Rechtliche Beurteilung

[5] Gegen die gänzlich bedingte Nachsicht der verhängten Freiheitsstrafe richtet sich die aus § 281 Abs 1 Z 11 StPO erhobene Nichtigkeitsbeschwerde der Staatsanwaltschaft.

[6] Zutreffend zeigt die Sanktionsrüge (Z 11 dritter Fall) auf, dass bei einer Verurteilung nach § 201 StGB, soweit die ihr zugrunde liegende Tat – wie hier – nach dem 1. Jänner 2020 begangen wurde, die bedingte Nachsicht der verhängten Freiheitsstrafe nach § 43 Abs 1 StGB – auch in Strafsachen gegen junge Erwachsene (vgl zu § 5 Z 9 [hier iVm § 19 Abs 2] JGG RIS‑Justiz RS0133833; Schroll/Oshidari in WK² JGG § 5 Rz 52/1) – ausgeschlossen ist (§ 43 Abs 3 StGB).

[7] Die im Urteil ausgesprochene gänzlich bedingte Strafnachsicht erweist sich damit als rechtlich verfehlt und begründet Nichtigkeit gemäß § 281 Abs 1 Z 11 dritter Fall StPO (12 Os 18/23y; Ratz, WK‑StPO § 281 Rz 678, 724).

[8] Demgemäß waren – in Übereinstimmung mit der Stellungnahme der Generalprokuratur – in Stattgebung der Nichtigkeitsbeschwerde das angefochtene Urteil im Strafausspruch und demzufolge auch der Beschluss auf Erteilung einer Weisung und Anordnung von Bewährungshilfe (US 2) aufzuheben und im Umfang des Strafausspruchs in der Sache selbst zu erkennen (§ 288 Abs 2 Z 3 erster Satz StPO).
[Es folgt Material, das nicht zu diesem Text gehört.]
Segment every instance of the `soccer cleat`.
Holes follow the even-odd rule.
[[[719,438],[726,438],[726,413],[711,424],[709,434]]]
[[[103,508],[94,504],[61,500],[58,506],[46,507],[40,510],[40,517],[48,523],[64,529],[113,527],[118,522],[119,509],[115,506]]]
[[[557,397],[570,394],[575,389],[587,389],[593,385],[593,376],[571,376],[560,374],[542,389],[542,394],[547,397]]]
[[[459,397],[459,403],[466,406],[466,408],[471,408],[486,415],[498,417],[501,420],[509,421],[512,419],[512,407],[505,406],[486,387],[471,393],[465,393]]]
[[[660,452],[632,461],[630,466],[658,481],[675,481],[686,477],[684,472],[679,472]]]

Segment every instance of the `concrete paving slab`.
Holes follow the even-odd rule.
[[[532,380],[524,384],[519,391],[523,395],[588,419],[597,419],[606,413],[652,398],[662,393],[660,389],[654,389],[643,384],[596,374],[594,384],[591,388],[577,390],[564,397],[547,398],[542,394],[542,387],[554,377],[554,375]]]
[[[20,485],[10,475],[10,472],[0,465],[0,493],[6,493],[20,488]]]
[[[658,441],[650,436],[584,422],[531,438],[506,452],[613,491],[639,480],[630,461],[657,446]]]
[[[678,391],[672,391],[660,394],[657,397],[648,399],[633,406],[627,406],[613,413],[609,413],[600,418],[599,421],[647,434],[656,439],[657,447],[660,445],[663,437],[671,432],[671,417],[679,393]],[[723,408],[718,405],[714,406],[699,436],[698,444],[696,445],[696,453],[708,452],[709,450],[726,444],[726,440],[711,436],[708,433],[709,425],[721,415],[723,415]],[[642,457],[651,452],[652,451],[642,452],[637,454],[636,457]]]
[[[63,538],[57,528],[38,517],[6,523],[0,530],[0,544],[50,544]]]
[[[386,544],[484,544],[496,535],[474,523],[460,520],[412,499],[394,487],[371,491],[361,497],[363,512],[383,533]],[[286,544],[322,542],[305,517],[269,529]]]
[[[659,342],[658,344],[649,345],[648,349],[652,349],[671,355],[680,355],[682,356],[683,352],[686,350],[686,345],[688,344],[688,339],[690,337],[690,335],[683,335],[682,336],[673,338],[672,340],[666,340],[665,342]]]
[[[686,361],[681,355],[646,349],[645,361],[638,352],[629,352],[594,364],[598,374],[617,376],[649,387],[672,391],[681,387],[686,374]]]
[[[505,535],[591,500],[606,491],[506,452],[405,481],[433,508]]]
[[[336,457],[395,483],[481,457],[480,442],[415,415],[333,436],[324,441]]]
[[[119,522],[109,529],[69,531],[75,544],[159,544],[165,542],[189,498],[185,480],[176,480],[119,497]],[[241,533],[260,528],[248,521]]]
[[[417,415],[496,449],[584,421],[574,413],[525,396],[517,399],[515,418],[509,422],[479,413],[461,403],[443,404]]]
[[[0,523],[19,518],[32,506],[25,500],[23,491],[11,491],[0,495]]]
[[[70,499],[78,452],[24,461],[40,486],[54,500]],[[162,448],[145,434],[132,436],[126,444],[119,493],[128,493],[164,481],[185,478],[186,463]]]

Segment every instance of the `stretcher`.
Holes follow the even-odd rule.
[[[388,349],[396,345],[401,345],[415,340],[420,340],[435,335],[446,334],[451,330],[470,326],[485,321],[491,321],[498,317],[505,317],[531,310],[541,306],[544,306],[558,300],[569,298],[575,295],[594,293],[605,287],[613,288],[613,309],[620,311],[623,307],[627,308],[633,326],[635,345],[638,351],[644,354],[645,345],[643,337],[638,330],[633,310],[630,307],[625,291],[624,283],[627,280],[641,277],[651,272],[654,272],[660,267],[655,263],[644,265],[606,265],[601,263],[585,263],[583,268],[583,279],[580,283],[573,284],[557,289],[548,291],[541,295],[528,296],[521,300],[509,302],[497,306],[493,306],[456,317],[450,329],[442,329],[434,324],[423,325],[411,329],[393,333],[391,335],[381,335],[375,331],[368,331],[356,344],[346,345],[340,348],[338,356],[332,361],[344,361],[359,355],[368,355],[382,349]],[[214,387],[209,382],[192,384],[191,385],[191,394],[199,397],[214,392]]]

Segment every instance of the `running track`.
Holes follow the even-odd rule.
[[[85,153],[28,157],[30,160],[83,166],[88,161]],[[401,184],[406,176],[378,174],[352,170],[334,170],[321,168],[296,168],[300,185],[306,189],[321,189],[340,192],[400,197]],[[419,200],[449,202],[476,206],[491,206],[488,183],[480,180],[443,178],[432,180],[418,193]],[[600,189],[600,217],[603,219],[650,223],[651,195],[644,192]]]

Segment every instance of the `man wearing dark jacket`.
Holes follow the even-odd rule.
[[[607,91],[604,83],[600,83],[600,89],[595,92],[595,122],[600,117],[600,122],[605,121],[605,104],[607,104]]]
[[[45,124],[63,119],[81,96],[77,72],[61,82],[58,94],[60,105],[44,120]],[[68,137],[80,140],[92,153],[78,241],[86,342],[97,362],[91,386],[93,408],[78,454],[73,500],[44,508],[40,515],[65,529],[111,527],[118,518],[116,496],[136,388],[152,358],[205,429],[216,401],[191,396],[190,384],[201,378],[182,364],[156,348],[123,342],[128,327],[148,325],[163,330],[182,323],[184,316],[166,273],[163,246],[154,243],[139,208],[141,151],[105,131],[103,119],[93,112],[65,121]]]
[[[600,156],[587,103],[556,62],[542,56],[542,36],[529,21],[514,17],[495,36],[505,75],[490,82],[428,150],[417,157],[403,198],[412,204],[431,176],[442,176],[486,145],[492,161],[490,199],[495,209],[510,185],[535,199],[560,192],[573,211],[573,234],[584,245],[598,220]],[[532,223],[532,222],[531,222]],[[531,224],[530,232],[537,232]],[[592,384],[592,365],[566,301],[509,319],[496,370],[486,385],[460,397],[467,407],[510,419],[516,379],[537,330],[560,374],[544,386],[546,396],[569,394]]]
[9] Bei der damit erforderlichen Strafneubemessung war nach § 201 Abs 1 StGB iVm § 19 Abs 4 Z 2 JGG von einem Strafrahmen von zwei bis zu zehn Jahren Freiheitsstrafe auszugehen.

[10] Dabei waren erschwerend – wie von der Staatsanwaltschaft zutreffend aufgezeigt – die beim Opfer eingetretenen Verletzungen (US 3; RIS‑Justiz RS0091115), mildernd hingegen der bisher ordentliche Lebenswandel und die Tatbegehung im Alter von unter 21 Jahren (§ 34 Abs 1 Z 1 StGB) zu werten.

[11] Ausgehend von den solcherart ergänzten Strafzumessungsgründen erachtete der Oberste Gerichtshof unter Berücksichtigung des Handlungs‑, des Gesinnungs‑ und des Erfolgsunwerts der Tat die im Spruch angeführte Strafe als angemessen.

[12] Wie dargelegt, scheidet eine gänzlich bedingte Nachsicht der verhängten Strafe aus. Da der Angeklagte beim Opfer durch Zuhalten des Mundes Angstzustände auslöste (ON 11, 5) und ihm zudem Unterleibsverletzungen zufügte, ist der Handlungsunwert der Tat erhöht. Es ist daher nicht anzunehmen, dass die Verhängung einer kombinierten Strafe (§ 43a Abs 2 StGB) genügen werde, den Angeklagten von weiteren strafbaren Handlungen abzuhalten. Hingegen konnte aufgrund seines bisher ordentlichen Lebenswandels und seiner sozialen Eingliederung (vgl ON 38.2) ein Strafteil von 18 Monaten unter Bestimmungen einer Probezeit von drei Jahren bedingt nachgesehen werden (§ 43 Abs 1 StGB).

[13] Mit ihrer Berufung war die Staatsanwaltschaft auf die Strafneubemessung zu verweisen.

[14] Die Entscheidung über die allfällige neuerliche Erteilung von Weisungen und die Anordnung der Bewährungshilfe obliegt dem Erstgericht (vgl RIS‑Justiz RS0086098).

[15] Die Kostenentscheidung beruht auf § 390a Abs 1 StPO.